Fact finding mission on Herakles Farms (SGSOC) oil palm plantation project, February

Report compiled for PSMNR by:

Dr. Julien Dupuy/GFA Forest and Wildlife expert

Mor Achankap Bakia/RD MINFOF GIS expert

1. Context and justification:

Herakles Farms (SGSOC) is actively negotiating as much land as possible with local

communities which are not prepared or neither informed on what they are getting into.

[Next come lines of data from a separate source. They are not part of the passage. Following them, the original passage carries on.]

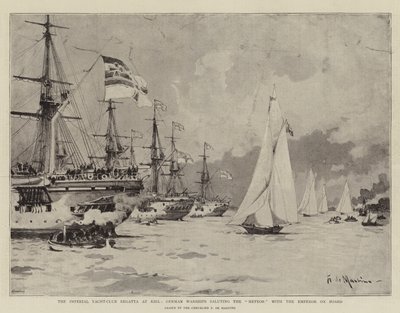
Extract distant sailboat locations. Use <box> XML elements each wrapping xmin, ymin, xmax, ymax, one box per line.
<box><xmin>336</xmin><ymin>181</ymin><xmax>353</xmax><ymax>214</ymax></box>
<box><xmin>299</xmin><ymin>169</ymin><xmax>318</xmax><ymax>216</ymax></box>
<box><xmin>318</xmin><ymin>185</ymin><xmax>328</xmax><ymax>214</ymax></box>
<box><xmin>361</xmin><ymin>212</ymin><xmax>382</xmax><ymax>226</ymax></box>
<box><xmin>230</xmin><ymin>88</ymin><xmax>297</xmax><ymax>234</ymax></box>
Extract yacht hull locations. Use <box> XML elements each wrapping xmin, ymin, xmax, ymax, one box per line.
<box><xmin>242</xmin><ymin>225</ymin><xmax>283</xmax><ymax>235</ymax></box>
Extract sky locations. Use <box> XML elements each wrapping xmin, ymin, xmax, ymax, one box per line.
<box><xmin>10</xmin><ymin>14</ymin><xmax>391</xmax><ymax>202</ymax></box>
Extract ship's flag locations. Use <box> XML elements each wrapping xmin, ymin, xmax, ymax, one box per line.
<box><xmin>153</xmin><ymin>99</ymin><xmax>167</xmax><ymax>111</ymax></box>
<box><xmin>286</xmin><ymin>120</ymin><xmax>294</xmax><ymax>137</ymax></box>
<box><xmin>204</xmin><ymin>142</ymin><xmax>214</xmax><ymax>150</ymax></box>
<box><xmin>172</xmin><ymin>122</ymin><xmax>185</xmax><ymax>131</ymax></box>
<box><xmin>219</xmin><ymin>170</ymin><xmax>233</xmax><ymax>180</ymax></box>
<box><xmin>176</xmin><ymin>150</ymin><xmax>194</xmax><ymax>164</ymax></box>
<box><xmin>102</xmin><ymin>55</ymin><xmax>152</xmax><ymax>107</ymax></box>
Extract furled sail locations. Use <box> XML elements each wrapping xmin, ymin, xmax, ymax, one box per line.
<box><xmin>230</xmin><ymin>90</ymin><xmax>297</xmax><ymax>227</ymax></box>
<box><xmin>336</xmin><ymin>181</ymin><xmax>353</xmax><ymax>214</ymax></box>
<box><xmin>318</xmin><ymin>185</ymin><xmax>328</xmax><ymax>213</ymax></box>
<box><xmin>299</xmin><ymin>169</ymin><xmax>318</xmax><ymax>216</ymax></box>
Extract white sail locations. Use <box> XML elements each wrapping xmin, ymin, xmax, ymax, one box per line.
<box><xmin>231</xmin><ymin>113</ymin><xmax>273</xmax><ymax>226</ymax></box>
<box><xmin>318</xmin><ymin>185</ymin><xmax>328</xmax><ymax>213</ymax></box>
<box><xmin>336</xmin><ymin>181</ymin><xmax>353</xmax><ymax>214</ymax></box>
<box><xmin>269</xmin><ymin>123</ymin><xmax>297</xmax><ymax>225</ymax></box>
<box><xmin>299</xmin><ymin>169</ymin><xmax>318</xmax><ymax>216</ymax></box>
<box><xmin>231</xmin><ymin>86</ymin><xmax>297</xmax><ymax>227</ymax></box>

SGSOC project compete directly with the livelihood of the local population and the loss of opportunities offered by forest resources can’t be compensated by few precarious employments in the plantation. The proposed concession area is occupied by about 56 villages with a population of about 16.000. Furthermore Herakles Farms (SGSOC) oil palm plantation project is located within an ecologically vital area, one of the largest surviving tracts of lowland forest in the Gulf of Guinea. Its development would fragment the regional landscape and completely isolate the surrounding protected areas. Besides Herakles Farms (SGSOC) is not respecting anymore the initial proposed concession boundary and negotiate land in areas which are not covered by their ESIA (Mosongiseli and Ngumu blocks/11’000 ha). Communities are clearly pushed to cede as much as possible land to the company without taking into account their own needs.

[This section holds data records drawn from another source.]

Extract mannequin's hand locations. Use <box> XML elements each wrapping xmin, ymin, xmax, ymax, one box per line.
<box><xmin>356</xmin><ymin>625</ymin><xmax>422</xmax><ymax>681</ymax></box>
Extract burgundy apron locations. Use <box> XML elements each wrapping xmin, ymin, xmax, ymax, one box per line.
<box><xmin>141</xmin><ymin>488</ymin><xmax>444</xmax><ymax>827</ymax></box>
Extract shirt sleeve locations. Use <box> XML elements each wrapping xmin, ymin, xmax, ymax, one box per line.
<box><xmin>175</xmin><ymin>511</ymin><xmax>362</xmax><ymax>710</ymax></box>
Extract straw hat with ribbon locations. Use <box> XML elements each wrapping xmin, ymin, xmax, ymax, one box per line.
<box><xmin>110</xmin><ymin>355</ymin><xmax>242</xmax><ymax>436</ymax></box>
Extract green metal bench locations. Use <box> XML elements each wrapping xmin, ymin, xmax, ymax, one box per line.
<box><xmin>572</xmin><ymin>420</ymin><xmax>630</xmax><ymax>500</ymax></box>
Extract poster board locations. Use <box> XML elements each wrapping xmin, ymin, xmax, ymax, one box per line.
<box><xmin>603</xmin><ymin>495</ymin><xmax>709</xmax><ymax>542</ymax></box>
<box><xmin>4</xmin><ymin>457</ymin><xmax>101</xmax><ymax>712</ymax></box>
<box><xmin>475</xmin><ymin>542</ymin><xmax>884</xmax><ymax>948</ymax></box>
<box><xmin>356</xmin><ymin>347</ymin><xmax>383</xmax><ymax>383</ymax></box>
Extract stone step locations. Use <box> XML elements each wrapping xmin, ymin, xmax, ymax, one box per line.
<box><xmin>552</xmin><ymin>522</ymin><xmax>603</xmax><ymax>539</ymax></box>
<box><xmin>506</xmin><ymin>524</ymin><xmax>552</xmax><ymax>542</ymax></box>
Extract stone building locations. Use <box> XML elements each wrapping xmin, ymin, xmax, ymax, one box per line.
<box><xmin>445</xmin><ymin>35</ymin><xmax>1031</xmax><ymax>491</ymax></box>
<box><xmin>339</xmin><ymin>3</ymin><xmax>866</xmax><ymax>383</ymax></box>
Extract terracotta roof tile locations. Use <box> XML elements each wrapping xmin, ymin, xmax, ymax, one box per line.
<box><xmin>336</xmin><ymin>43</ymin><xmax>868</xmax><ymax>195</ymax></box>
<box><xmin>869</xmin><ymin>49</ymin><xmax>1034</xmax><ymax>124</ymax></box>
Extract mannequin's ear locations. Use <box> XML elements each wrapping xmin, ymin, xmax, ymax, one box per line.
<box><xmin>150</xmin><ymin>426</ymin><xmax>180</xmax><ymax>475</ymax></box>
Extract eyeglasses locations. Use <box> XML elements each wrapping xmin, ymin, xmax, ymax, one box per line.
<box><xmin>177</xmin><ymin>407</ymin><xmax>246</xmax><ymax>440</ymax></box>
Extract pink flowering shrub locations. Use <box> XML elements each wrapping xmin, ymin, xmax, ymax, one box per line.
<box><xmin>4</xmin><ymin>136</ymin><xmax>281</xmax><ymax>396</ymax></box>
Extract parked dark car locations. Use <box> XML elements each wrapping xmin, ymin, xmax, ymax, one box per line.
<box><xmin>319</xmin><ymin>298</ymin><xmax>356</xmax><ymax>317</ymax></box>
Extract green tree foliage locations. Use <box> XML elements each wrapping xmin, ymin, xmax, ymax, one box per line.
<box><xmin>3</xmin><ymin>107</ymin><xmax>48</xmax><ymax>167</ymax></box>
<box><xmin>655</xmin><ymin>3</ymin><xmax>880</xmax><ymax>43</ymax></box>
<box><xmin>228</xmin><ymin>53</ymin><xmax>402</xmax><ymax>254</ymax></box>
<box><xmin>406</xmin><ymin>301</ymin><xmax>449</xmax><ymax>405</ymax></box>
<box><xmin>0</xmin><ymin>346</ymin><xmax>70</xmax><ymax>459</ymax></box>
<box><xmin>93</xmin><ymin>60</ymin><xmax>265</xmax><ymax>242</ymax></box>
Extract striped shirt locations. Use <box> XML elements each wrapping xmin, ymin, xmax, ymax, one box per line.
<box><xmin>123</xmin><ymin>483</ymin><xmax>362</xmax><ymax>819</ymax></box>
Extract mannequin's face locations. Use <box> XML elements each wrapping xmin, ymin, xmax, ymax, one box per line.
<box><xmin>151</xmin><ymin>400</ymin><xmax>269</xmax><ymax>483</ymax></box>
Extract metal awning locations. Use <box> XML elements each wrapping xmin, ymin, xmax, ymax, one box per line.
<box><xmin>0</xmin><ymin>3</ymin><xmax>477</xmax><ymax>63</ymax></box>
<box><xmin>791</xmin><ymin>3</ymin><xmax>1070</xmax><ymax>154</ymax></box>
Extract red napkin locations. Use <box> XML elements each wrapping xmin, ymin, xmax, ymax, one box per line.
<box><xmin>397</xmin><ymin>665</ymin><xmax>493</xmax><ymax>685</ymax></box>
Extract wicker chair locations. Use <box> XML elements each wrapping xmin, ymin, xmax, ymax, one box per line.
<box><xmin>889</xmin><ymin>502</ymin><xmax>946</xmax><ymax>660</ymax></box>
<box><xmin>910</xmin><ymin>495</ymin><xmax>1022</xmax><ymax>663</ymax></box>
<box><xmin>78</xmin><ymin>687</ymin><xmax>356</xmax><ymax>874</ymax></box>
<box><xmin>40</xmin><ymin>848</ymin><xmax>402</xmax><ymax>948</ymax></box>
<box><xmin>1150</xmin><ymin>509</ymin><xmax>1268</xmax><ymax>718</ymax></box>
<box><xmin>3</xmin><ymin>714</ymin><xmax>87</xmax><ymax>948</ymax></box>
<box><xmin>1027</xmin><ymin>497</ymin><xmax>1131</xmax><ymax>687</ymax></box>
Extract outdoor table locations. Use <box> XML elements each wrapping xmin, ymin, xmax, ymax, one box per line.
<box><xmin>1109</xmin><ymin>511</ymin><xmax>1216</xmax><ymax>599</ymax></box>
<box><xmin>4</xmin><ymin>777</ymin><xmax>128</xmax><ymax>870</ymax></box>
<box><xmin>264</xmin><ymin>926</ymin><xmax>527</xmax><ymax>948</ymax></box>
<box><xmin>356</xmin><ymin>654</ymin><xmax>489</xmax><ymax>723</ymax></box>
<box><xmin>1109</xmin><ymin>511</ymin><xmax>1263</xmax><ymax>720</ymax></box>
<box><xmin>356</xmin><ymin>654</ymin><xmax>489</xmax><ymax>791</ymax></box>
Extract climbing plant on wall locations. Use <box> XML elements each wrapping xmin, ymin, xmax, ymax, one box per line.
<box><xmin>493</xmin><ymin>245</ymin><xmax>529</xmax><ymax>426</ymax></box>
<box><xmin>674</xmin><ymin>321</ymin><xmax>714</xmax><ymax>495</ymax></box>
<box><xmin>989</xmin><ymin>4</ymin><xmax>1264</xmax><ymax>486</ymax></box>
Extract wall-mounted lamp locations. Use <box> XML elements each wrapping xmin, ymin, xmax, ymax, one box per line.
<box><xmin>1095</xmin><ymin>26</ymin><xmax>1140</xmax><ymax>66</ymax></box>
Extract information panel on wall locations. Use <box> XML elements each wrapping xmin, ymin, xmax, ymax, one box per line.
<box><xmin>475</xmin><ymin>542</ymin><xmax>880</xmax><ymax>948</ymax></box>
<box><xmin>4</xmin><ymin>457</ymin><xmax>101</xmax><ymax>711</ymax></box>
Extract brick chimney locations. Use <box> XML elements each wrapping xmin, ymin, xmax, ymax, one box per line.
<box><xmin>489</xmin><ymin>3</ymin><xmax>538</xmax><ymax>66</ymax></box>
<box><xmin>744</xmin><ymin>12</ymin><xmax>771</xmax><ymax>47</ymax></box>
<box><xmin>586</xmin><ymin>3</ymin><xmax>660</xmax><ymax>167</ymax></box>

Herakles Farms (SGSOC) oil palm plantation project as it is planned so far will have considerable negative impact on peoples’ livelihood of Ndian and Kupe-Manenguba Divisions and will result in several land use conflicts. PSMNR under result 1 is supporting the Technical Operation Units (TOUs) which have mandate from the Prime Minister to mitigate land use conflicts which are concerning forestry conservation and community development. Besides supporting the management of Korup NP and BayangMbo Wildlife sanctuary, PSMNR is intervening in two council forests and several community forests adjacent to the Herakles Farms (SGSOC) proposed project area. It is in this perspective that a fact finding mission was organized to document the situation and propose a conflict management strategy.

2. Objectives of the mission:

The mission objectives were to assess Herakles Farms (SGSOC) interventions on the ground (Sambaliba operation site, Talangaye exploitation block, Fabe nursery…) and evaluate how far villagers went into negotiation with SGSOC and in which form of agreements. The mission was also intending to reinforce communities’ negotiation capacities and create awareness on alternative development scenarios (small holder schemes, NTFP, community forests, REDD….).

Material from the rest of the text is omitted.